In third place in our lineup, AnaServe, a Concentric Network company, also presents a very solid set of commerce services, although it reports fewer products per site than other CSPs in this group, as well as fewer dedicated servers. It also lacks fax server support and support for varied levels of site administration by the merchant. The loss of points in these areas, however, may simply reflect a different customer base than, say, Interland's. For example, Interland has 2,500 resellers compared to AnaServe's 450--and resellers frequently purchase dedicated, rather than shared, servers.
Why so many resellers in this category? Global economics: Bandwidth is more plentiful and cheaper in the United States than in many nations. Interland estimates that 70 percent of its sites are reseller-based and about a third of these resellers are from other nations.

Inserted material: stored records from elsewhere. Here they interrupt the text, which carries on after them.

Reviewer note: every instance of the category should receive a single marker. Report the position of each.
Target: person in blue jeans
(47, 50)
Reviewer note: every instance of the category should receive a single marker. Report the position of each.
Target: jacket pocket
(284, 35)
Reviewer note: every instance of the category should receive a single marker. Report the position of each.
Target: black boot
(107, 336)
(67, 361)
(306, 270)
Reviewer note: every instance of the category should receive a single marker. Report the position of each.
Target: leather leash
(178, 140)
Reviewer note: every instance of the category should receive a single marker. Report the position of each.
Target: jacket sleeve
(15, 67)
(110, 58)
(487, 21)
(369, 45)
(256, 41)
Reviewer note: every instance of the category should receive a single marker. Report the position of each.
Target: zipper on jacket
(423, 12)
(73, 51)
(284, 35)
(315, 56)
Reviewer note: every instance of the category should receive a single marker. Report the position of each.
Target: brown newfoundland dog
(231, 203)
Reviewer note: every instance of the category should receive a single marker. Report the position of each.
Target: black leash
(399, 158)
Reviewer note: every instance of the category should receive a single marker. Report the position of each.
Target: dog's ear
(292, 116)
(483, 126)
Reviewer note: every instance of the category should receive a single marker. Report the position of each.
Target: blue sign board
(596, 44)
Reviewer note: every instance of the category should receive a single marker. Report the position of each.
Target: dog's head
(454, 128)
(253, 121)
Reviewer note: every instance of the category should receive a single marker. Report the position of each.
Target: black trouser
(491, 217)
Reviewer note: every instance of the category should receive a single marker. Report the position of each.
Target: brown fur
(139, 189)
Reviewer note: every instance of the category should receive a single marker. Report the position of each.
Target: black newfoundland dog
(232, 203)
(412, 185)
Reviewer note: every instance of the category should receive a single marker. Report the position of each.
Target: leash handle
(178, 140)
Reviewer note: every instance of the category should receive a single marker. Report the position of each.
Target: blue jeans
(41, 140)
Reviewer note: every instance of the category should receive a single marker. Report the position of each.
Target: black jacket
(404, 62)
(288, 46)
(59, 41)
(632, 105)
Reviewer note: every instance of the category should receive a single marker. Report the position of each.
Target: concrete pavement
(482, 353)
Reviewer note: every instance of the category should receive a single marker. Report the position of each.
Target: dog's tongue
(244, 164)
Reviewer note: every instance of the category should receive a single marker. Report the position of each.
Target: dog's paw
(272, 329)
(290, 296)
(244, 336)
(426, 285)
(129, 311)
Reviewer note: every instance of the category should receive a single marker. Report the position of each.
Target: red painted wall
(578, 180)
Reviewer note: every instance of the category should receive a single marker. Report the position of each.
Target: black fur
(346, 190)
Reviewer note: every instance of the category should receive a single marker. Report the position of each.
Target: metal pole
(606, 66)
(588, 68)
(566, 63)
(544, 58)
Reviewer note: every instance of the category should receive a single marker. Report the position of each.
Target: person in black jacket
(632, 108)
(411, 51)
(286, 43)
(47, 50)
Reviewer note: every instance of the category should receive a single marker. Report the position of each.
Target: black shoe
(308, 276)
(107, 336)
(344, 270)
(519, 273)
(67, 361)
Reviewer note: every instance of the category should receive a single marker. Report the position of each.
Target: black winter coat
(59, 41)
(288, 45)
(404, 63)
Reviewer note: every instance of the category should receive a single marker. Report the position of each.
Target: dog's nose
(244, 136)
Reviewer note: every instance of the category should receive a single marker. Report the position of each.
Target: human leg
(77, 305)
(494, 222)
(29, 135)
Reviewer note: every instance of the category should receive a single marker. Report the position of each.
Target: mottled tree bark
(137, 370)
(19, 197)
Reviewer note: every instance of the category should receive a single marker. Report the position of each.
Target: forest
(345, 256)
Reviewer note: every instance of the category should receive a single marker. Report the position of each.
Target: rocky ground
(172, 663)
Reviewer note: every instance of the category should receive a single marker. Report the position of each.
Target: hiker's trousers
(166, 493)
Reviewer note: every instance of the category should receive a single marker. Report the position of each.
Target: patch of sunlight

For its part, Forman said it supports only four of our nine suggested payment systems; notably missing are tax calculation and multicurrency support. Netcom supports only three, although it does provide tax calculation services. In overall services, Forman was missing only two of 14-- multiple privilege levels for administration and physical goods fulfillment, services that may not be a top priority for small businesses.
Netcom, however, hit only six of our 14 services, with fraud control and site design among the missing. Although Netcom made our top five by meeting our help-desk criteria, it nevertheless shows up as extremely weak in our performance and reliability category, since it lacks server redundancy, service-level agreements and customer tools to gauge performance. The company also failed to provide information about aggregate bandwidth and peak load.
Although Forman's score hovers near Netcom's, it presents a much better balanced plate of services to small businesses, as well as simplified billing and its own commerce software, Internet Creator. That may be one reason why Visa is offering its 800,000 small merchants special discounts for CSP services and products at both Forman and Earthlink beginning in February. Forman also hoped by December 1998 to offer a 15-minute to 24-hour merchant bank-approval process.